Link Posted: 10/15/2002 1:54:47 PM EDT
Link Posted: 10/15/2002 2:09:17 PM EDT
[Last Edit: 10/15/2002 2:19:00 PM EDT by ArmdLbrl]
The Little Bighorn was 1876. None of those cartridges you listed Brou have a 2" long case and they are all rimfire. This case is a inside primed centerfire. Its a early Government arsenal made, copper .45/70 M1873 case. They were made in a similar manner to the way we make .22 rimfire cases today. The body was stamped from a single thickness of copper, the rim is a single fold, and the primer was loaded into the case from the front into a indentation in the center of the case head. The case head was as flimsy as it sounds and they frequently did bulge and the Trapdoor extractor frequently cut through the rims. This method was chosen as it allowed the US Government to avoid paying fees on the Boxer and Berdan patents which were then still active.

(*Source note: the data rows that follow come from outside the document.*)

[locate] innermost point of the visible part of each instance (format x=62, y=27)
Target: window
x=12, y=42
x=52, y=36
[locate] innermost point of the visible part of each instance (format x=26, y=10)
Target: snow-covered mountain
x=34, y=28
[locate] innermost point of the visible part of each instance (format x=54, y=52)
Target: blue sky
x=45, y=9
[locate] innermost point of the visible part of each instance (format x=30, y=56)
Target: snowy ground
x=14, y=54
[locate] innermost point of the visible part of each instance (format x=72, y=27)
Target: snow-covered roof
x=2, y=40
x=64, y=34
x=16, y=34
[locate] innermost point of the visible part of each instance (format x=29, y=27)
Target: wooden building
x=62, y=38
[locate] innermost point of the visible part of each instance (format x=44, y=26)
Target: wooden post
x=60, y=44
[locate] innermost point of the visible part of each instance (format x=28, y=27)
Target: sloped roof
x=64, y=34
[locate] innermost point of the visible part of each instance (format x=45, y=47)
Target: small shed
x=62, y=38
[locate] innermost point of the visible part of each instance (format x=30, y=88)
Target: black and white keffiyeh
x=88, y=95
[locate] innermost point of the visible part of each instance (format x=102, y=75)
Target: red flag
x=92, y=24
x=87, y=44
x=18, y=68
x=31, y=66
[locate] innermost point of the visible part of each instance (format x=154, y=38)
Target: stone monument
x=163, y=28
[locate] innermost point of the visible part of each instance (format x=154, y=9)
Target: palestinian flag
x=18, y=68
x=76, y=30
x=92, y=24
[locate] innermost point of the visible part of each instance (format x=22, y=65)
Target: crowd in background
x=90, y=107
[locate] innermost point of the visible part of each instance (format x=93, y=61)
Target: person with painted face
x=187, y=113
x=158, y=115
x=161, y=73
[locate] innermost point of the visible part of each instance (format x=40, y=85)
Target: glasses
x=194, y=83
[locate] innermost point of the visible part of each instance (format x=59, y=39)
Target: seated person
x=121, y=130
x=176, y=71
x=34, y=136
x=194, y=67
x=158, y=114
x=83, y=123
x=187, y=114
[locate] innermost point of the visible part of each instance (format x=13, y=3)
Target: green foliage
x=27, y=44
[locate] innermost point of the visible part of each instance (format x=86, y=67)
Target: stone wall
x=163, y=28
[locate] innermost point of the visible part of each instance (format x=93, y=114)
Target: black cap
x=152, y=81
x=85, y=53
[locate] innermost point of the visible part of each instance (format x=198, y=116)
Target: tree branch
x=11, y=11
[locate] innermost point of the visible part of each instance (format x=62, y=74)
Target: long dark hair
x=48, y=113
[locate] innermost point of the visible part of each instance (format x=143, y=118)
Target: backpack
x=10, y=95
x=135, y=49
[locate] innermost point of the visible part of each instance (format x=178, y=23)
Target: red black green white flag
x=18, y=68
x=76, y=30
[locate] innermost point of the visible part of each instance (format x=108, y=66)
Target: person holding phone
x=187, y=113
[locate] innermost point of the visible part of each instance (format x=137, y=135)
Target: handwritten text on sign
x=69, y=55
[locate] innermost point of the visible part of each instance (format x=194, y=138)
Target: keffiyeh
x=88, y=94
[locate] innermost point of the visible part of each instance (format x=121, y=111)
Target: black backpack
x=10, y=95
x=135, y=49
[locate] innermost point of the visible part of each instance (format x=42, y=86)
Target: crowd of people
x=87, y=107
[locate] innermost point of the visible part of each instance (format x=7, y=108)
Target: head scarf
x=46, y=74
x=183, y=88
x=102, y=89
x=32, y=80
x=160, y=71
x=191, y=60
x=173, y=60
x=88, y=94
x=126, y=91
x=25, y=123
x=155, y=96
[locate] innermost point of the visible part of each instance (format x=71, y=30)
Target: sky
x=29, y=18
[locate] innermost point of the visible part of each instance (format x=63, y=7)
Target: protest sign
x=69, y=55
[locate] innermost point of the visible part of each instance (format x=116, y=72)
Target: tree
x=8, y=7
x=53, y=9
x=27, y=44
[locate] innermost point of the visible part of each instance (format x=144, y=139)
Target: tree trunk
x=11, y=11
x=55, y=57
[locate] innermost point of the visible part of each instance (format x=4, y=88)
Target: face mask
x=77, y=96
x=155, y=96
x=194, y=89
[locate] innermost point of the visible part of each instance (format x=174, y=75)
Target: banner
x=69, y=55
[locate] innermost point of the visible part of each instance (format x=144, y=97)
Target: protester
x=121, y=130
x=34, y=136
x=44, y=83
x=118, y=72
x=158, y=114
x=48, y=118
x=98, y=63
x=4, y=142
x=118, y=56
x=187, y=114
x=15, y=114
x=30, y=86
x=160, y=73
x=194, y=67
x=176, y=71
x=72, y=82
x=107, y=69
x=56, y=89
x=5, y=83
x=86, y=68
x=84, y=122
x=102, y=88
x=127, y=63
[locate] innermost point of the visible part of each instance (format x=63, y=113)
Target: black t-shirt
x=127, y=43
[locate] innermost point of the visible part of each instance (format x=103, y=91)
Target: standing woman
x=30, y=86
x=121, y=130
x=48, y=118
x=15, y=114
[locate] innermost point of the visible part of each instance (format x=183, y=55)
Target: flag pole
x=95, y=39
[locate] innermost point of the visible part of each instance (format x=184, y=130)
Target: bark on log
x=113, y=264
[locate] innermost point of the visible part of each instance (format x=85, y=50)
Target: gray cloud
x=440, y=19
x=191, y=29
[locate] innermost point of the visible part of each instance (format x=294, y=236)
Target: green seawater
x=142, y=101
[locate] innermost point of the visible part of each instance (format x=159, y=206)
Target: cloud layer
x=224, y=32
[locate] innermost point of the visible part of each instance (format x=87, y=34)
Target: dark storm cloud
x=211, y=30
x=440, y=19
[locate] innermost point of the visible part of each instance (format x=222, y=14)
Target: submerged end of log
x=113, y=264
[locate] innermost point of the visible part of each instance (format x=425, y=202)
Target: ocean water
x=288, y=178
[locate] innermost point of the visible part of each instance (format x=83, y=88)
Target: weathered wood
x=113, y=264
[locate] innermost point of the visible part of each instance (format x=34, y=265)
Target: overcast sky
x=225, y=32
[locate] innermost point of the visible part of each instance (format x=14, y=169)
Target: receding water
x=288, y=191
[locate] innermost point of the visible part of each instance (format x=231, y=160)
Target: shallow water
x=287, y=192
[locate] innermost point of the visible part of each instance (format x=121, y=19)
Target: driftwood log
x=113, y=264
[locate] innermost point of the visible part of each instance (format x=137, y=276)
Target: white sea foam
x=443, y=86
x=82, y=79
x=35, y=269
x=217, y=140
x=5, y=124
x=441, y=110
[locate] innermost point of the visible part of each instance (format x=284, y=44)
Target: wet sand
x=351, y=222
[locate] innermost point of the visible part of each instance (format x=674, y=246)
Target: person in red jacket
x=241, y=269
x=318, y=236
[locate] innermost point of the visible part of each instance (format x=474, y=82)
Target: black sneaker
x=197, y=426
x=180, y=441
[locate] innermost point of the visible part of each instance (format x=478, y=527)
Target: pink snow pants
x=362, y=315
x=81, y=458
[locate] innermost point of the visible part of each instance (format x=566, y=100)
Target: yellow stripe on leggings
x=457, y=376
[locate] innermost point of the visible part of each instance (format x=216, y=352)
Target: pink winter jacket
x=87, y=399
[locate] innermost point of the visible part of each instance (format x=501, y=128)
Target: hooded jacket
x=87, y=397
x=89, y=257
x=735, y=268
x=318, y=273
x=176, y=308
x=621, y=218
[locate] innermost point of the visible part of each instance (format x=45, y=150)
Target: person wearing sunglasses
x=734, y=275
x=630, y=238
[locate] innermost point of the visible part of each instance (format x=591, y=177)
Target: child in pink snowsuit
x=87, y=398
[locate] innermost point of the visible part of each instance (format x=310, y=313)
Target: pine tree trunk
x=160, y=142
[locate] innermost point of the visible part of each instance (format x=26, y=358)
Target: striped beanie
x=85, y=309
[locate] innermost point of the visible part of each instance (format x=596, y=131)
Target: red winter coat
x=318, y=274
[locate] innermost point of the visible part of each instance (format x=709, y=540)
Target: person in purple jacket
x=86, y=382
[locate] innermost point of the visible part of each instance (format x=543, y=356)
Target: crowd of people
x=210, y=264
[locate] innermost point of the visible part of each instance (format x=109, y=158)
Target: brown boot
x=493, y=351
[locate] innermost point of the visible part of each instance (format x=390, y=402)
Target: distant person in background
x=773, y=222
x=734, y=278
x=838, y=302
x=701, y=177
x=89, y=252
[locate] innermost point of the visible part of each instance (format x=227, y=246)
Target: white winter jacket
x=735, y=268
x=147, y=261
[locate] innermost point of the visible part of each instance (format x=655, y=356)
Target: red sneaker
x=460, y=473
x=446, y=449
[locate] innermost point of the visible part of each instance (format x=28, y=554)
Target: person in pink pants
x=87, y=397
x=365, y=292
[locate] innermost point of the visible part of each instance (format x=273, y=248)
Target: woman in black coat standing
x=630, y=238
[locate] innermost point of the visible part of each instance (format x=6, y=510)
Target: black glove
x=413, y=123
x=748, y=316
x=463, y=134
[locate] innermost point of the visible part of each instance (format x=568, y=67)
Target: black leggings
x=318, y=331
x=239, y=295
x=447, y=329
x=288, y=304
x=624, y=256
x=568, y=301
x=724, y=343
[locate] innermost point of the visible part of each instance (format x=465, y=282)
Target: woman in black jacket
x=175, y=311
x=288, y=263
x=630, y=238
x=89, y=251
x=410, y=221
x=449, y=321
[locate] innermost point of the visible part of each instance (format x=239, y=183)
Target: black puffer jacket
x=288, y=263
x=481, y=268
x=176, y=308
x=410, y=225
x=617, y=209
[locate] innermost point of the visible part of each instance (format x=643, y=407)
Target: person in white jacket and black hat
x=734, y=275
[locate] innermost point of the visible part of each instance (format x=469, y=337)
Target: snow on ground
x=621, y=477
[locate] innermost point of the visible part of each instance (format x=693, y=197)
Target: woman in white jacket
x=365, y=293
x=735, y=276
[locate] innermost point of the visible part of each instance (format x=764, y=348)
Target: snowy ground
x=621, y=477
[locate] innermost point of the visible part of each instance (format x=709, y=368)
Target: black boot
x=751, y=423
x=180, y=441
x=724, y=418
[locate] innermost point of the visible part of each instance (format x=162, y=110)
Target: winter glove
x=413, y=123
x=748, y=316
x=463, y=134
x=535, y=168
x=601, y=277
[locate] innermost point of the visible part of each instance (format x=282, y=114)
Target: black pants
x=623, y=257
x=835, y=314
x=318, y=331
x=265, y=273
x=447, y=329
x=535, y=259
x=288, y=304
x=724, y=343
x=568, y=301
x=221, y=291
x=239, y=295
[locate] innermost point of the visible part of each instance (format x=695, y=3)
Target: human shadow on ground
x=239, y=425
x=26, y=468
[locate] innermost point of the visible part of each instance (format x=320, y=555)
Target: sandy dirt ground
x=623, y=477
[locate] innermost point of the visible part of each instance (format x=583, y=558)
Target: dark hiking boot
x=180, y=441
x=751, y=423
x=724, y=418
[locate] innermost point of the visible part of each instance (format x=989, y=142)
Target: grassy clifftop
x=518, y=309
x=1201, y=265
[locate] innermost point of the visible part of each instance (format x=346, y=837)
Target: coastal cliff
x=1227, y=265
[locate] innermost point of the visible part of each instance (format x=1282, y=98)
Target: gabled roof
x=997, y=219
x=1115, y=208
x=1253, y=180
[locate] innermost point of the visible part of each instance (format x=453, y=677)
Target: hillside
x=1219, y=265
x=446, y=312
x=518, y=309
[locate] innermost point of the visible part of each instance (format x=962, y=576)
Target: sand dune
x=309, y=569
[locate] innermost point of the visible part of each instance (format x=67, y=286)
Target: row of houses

Link Posted: 10/15/2002 3:30:27 PM EDT
Thanks for the info guys! Also, this was from Custer's expedition to the [b]Black Hills[/b] in 1874, not the Little Big Horn Battlefield. PS, and yes, it is copper. Aviator
Link Posted: 10/15/2002 4:15:43 PM EDT
I'll send you some ammo or mags or money for it. I am a cartridge collector, and I don't have one of those! Balming
Link Posted: 10/15/2002 4:42:47 PM EDT
Specs. for 45-70 cartridge- length, 2.035 Rim, .608, I hope this helps.